Volumes and Dockerfiles Don’t Mix
Volumes with Docker are a popular topic, particularly on the forums and Q&A sites I watch. From there I've seen confusion because of the multiple ways to create a volume. From these interactions, I've come away with a best practice of my own:
Don't Create Volumes Inside a Dockerfile
When creating an image, specifying your volumes in the image seems like a basic step that better defines how your image should be used. However, this practice has no upside, and lots of problems that it creates.

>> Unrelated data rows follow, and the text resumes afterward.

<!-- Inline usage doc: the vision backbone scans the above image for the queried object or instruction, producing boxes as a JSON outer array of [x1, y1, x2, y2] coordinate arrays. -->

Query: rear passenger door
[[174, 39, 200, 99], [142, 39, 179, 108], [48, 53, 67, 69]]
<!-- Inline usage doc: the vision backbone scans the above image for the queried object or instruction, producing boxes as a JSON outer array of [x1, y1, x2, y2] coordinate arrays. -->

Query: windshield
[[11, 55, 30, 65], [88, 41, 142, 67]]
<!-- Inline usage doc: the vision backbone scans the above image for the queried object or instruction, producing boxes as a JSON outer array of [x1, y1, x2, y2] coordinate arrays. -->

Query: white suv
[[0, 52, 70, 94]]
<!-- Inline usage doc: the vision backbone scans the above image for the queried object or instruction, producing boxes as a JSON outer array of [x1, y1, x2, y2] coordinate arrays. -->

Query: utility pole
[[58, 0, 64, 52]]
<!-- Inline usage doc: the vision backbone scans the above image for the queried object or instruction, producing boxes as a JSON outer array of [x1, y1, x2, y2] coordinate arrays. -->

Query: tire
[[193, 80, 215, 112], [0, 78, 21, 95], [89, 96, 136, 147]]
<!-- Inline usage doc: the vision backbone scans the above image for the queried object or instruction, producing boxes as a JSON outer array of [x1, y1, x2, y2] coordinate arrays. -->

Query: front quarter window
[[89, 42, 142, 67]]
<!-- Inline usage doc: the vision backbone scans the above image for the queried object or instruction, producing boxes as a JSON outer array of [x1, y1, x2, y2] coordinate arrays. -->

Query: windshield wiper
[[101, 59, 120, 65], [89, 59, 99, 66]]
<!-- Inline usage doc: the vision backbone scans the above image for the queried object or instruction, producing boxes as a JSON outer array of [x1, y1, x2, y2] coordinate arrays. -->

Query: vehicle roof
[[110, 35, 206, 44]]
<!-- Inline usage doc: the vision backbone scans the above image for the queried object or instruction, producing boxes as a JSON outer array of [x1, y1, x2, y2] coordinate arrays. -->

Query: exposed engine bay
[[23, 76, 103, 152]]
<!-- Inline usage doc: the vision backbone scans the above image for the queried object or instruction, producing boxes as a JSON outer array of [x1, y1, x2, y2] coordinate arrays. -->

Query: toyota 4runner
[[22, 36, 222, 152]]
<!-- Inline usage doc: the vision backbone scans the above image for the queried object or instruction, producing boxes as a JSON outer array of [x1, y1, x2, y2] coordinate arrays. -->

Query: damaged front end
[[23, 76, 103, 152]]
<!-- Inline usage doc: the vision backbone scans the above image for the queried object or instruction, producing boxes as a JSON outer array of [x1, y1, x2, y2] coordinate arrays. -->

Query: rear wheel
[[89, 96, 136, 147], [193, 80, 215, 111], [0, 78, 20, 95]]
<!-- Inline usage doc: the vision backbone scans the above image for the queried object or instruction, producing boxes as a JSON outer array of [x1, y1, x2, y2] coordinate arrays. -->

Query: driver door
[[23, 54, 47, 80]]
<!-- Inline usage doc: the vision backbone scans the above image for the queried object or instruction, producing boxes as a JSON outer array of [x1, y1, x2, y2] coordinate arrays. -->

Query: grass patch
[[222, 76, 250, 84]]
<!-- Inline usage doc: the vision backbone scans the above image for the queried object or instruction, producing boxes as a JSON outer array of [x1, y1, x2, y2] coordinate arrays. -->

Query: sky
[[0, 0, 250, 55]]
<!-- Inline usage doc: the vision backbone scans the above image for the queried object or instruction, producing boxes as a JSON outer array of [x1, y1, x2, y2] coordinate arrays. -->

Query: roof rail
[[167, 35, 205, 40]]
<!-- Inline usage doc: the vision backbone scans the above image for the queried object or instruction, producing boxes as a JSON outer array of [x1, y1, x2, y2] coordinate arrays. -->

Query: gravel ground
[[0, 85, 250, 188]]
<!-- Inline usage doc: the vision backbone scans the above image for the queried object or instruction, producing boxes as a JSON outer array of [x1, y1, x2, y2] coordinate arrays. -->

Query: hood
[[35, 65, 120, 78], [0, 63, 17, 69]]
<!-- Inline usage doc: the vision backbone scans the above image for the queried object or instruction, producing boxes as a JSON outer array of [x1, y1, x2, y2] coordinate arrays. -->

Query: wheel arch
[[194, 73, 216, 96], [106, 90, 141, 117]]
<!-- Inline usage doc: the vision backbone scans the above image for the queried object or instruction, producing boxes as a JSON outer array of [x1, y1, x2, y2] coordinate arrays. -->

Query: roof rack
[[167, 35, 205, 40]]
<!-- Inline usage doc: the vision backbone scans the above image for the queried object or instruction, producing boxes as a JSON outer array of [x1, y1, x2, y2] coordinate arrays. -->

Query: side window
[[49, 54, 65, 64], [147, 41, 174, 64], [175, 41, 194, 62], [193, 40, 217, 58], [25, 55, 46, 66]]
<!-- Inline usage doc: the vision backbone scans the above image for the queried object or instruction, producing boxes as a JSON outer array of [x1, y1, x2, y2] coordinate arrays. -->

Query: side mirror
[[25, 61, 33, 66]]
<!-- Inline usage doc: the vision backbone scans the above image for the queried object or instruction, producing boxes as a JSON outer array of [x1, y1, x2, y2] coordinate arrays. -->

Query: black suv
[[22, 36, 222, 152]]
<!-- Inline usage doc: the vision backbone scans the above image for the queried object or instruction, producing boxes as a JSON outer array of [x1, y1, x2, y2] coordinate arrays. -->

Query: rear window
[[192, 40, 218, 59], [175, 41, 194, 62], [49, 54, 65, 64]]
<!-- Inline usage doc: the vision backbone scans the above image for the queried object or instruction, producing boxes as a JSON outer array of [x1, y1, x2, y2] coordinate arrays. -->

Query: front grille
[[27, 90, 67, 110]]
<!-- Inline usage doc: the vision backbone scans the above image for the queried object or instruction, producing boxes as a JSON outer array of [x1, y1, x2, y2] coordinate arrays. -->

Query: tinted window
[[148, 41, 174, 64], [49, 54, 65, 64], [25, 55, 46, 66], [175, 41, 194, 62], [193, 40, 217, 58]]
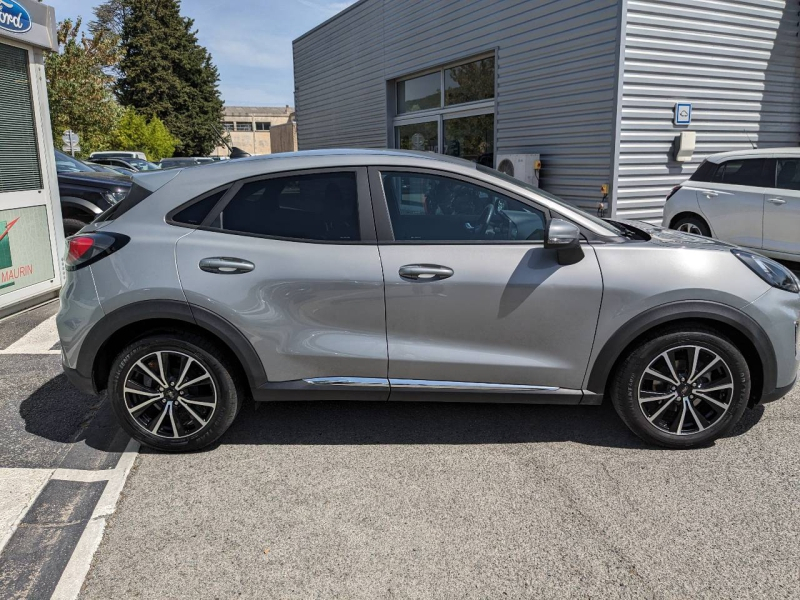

Issue #1: Anonymous Volumes
Defining a volume inside the image tells docker to store this data separate from the rest of the container, even if you don't define the volume when you spin up the container. Docker's way of storing this data is to create a local volume without a name. The name itself is a long unique id string that contains no reference to the image or container it's attached to. And unless you explicitly tell docker to remove volumes when you remove the container, these volumes remain, unlikely to ever be used again:
$ docker volume ls
DRIVER VOLUME NAME
In environments using multiple images, this can quickly become a search through every image being run, sometimes every docker-compose.yml, to discover where these anonymous volumes are coming from.
Issue #2: You Cannot Modify a Volume Once Created, Sometimes
Docker's documentation states that once you create a volume, any future changes will be discarded:
Note: If any build steps change the data within the volume after it has been declared, those changes will be discarded.
In practice, this is sometimes true, though not always. This has resulted in lots of confusion where someone creates an image and suddenly finds files missing from their volume folder that they know they added as part of the build. The fix is easy enough, move the volume definition to the end of your Dockerfile, unless…
Issue #3: Derived Images Cannot Modify the Volume Either
If you happen to be unlucky enough to base your image off of another that defines a volume in their Dockerfile, there's no reliable way to update the contents of the volume contents. The choices are very limited and not pretty. They include updating the application to use a different directory for data, making an entrypoint that modifies the directory each time the container is started, or recreate and maintain your own copy of the upstream image without the Dockerfile. This last option tends to be the most common solution, and means that you lose some of the benefit of sharing image layers and increase the amount of maintenance needed to keep your images updated.
You Can Use Volumes Without Defining Them Inside the Image
All of these issues begs the question, “if I shouldn't define volumes inside the Dockerfile, then how can I use volumes in docker?” The answer is to use the docker-compose.yml or
docker run. Not only can you define your volume, but you can give it a name, select a volume driver, or map a directory from the host. You can make any folder inside an image a volume when you run the container, regardless of whether the image defines the directory as a volume.
So go ahead, use volumes, they are a great feature of docker. Just don't define them inside your Dockerfile.